This thread has been locked.

If you have a related question, please click the "Ask a related question" button in the top right corner. The newly created question will be automatically linked to this question.

C6run, c6runapp, c6runlib, C6xxx, multithreading support.

Other Parts Discussed in Thread: C6RUN-DSPARMTOOL

Is there is a significant limitation in the C6Run/C6runapp/C6runlib implementation with regards to multi-threading?

 

 

I tried to modify the “emqbit” example both under the “c6runapp” and “c6runlib” subdirectories to take advantage of multiple threads.    The idea is to have the DSP perform multiple independent FFT calculations simultaneously invoked from different Linux threads within a single application.  I create three threads that make three independent calls to the FFT functions.  I modified the global variables used by the FFT functions so that each instance of the FFT functions would have a different set of global variables.

 

The ARM version of the modified code runs the multiple thread concurrently with no problems.   The output of the ARM version is shown below:

 

root@arago:~# ./cfft_arm

--->Thread number: 2

--->Thread number: 1

N=16,nTimes=100: 0.00554 s

--->Thread number: 0

N=16,nTimes=100: 0.005627 s

N=16,nTimes=100: 0.02564 s

N=32,nTimes=100: 0.033943 s

N=32,nTimes=100: 0.054209 s

N=32,nTimes=100: 0.054368 s

N=64,nTimes=100: 0.093689 s

N=64,nTimes=100: 0.094466 s

N=64,nTimes=100: 0.09396 s

N=128,nTimes=100: 0.239032 s

N=128,nTimes=100: 0.239148 s

N=128,nTimes=100: 0.240635 s

N=256,nTimes=100: 0.5425 s

N=256,nTimes=100: 0.562583 s

N=256,nTimes=100: 0.545791 s

N=512,nTimes=100: 1.23677 s

N=512,nTimes=100: 1.25717 s

N=512,nTimes=100: 1.26549 s

N=1024,nTimes=100: 2.82154 s

N=1024,nTimes=100: 2.82273 s

N=1024,nTimes=100: 2.90611 s

N=2048,nTimes=100: 6.36212 s

N=2048,nTimes=100: 6.36486 s

N=2048,nTimes=100: 6.53283 s

N=4096,nTimes=100: 14.2879 s

N=4096,nTimes=100: 14.3137 s

N=4096,nTimes=100: 14.6409 s

N=8192,nTimes=100: 31.1867 s

N=8192,nTimes=100: 31.248 s

N=8192,nTimes=100: 31.8663 s

N=16384,nTimes=100: 67.0542 s

N=16384,nTimes=100: 67.2279 s

N=16384,nTimes=100: 66.8199 s

---->Thread 0 returns: 0

---->Thread 1 returns: 0

---->Thread 2 returns: 0

root@arago:~#

 

However, the DSP version fails identically in the case of C6runapp and also C6runlib. The failed output is shown below.

 

root@arago:~# ./cfft_dsp

--->Thread number: 2

--->Thread number: 1

--->Thread number: 0

PROC_setup () failed. Status = [0x8000800b]
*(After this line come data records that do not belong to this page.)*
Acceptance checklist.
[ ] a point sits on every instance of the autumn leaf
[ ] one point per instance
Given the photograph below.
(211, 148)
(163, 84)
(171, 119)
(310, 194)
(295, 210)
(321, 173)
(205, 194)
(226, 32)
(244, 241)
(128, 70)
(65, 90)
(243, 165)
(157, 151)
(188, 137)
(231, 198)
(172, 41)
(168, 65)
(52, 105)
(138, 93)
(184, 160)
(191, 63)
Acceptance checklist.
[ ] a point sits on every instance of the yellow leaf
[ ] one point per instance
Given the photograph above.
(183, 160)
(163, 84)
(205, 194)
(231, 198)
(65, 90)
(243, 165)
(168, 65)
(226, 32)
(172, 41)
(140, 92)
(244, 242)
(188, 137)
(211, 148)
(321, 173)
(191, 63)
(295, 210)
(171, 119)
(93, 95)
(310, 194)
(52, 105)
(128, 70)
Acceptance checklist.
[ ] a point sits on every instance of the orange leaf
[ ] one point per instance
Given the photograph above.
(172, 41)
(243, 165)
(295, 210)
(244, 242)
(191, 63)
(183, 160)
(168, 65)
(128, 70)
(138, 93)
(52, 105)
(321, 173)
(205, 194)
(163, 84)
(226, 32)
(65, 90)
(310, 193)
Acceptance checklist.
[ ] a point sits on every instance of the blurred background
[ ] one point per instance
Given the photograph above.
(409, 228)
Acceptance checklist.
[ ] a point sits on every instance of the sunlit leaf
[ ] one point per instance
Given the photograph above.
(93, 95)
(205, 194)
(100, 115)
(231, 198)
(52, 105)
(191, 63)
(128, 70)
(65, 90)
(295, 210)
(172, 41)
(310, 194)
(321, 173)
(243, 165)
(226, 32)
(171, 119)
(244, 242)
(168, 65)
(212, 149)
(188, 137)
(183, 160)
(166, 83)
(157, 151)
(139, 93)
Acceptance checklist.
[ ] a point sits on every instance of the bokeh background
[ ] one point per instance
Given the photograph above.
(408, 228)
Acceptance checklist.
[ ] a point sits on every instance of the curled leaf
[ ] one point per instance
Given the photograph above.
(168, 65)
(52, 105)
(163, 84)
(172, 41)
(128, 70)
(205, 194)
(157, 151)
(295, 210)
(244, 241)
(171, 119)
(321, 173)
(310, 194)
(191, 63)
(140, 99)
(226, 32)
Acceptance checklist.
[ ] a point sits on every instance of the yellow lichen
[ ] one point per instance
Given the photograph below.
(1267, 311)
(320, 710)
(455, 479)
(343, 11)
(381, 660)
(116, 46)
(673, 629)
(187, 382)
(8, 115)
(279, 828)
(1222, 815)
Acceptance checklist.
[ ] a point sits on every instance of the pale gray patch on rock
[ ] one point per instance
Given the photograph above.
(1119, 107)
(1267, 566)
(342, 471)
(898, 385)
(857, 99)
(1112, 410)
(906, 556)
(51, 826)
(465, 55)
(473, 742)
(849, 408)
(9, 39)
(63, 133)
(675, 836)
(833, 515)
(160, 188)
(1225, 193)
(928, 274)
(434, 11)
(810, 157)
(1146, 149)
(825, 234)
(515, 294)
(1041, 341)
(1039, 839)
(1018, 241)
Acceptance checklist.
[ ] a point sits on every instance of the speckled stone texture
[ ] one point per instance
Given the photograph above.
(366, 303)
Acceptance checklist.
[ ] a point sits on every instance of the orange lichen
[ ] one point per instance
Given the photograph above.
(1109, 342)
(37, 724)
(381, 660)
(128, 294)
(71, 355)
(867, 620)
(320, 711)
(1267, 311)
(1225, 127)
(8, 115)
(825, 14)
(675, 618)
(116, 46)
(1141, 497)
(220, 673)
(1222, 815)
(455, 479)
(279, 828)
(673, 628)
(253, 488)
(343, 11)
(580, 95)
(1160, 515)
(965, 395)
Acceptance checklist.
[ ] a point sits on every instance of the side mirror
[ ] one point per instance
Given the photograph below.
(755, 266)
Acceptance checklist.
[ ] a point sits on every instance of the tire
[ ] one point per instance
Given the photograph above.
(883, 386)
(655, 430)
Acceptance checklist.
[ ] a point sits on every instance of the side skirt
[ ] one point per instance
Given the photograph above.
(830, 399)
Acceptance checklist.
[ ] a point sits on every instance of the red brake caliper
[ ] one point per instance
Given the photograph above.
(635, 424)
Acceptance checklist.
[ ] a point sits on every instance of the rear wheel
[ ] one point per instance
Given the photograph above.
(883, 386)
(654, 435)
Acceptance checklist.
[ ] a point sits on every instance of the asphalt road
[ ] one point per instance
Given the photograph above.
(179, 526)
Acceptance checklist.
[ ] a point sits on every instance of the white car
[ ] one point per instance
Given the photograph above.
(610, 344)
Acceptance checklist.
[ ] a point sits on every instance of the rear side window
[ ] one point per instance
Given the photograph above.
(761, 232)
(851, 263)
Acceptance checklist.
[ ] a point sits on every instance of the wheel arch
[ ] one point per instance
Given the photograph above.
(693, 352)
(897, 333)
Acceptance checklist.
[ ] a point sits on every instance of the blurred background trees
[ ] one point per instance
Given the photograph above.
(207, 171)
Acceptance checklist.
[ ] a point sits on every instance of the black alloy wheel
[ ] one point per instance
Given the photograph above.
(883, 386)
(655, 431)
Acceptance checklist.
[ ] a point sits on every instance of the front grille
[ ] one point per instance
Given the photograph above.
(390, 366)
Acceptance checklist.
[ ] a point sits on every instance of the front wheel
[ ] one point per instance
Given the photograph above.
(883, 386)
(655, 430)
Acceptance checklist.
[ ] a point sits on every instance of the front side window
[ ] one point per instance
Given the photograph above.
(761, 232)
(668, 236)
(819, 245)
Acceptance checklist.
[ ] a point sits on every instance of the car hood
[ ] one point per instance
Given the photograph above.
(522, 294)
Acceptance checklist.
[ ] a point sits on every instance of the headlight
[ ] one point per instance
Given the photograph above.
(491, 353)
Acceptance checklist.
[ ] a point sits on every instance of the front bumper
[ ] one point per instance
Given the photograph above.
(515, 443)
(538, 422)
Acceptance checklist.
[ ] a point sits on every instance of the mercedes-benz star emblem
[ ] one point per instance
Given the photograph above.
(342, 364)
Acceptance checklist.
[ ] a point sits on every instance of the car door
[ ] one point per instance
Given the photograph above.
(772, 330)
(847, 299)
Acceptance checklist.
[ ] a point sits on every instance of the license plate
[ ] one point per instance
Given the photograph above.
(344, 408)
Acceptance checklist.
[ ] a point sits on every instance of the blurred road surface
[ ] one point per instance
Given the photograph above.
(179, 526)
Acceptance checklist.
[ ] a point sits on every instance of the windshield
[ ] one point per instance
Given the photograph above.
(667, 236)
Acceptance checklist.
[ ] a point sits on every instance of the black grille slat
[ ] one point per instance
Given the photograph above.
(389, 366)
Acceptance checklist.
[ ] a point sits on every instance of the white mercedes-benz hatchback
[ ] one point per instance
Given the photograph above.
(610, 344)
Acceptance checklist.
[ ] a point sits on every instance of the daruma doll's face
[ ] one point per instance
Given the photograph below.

C6RUN_IPC_create() failed!

PROC_setup () failed. Status = [0x8000800b]

C6RUN_IPC_create() failed!

 

So my question is it is possible to use the c6xxxx interfaces to execute more than one function at a time in the DSP?   

If not how difficult would it be to add this functionality?

 

I also tried renaming the FFT associated functions so that each thread function had a unique name, but the results were identical.

 

It seems like this should be a basic feature any software/hardware interface that allows a second CPU (the DSP) to act as a co-processor  for the  multi-threaded / multi-tasking OS (Linux).

 

 

  • Orlando,

    A few thoughts

    Orlando Perdomo said:
    Is there is a significant limitation in the C6Run/C6runapp/C6runlib implementation with regards to multi-threading?
     

     

    In a sense, yes.  The current implementation only supports one function call in flight at a time.  Lifting this restriction is actually next on the roadmap, as well as adding APIs for an asynchronous calling mechanism

     

    Orlando Perdomo said:
     
    I tried to modify the “emqbit” example both under the “c6runapp” and “c6runlib” subdirectories to take advantage of multiple threads.    The idea is to have the DSP perform multiple independent FFT calculations simultaneously invoked from different Linux threads within a single application.  I create three threads that make three independent calls to the FFT functions.  I modified the global variables used by the FFT functions so that each instance of the FFT functions would have a different set of global variables.
     

     

    I assume that you are using pthreads to do this, but I'm curious to see exactly how that looks, especially in the c6runapp case (where all the code sits on the DSP and pthread calls wouldn't make sense).

     

    Orlando Perdomo said:
    However, the DSP version fails identically in the case of C6runapp and also C6runlib. The failed output is shown below.
     
    root@arago:~# ./cfft_dsp
    --->Thread number: 2
    --->Thread number: 1
    --->Thread number: 0
    PROC_setup () failed. Status = [0x8000800b]
    C6RUN_IPC_create() failed!
    PROC_setup () failed. Status = [0x8000800b]
    C6RUN_IPC_create() failed!
     


    The above is particularly curious, since it would seem each thread was trying to initialize the DSP (load the DSP image, start the IPC interface, etc.).  That should happen only once in an application, regardless of how many threads are trying to call the DSP.  The behavior you show seems like three separate ARM/Linux processes trying to make use of the DSP, rather than three separate threads of the same process.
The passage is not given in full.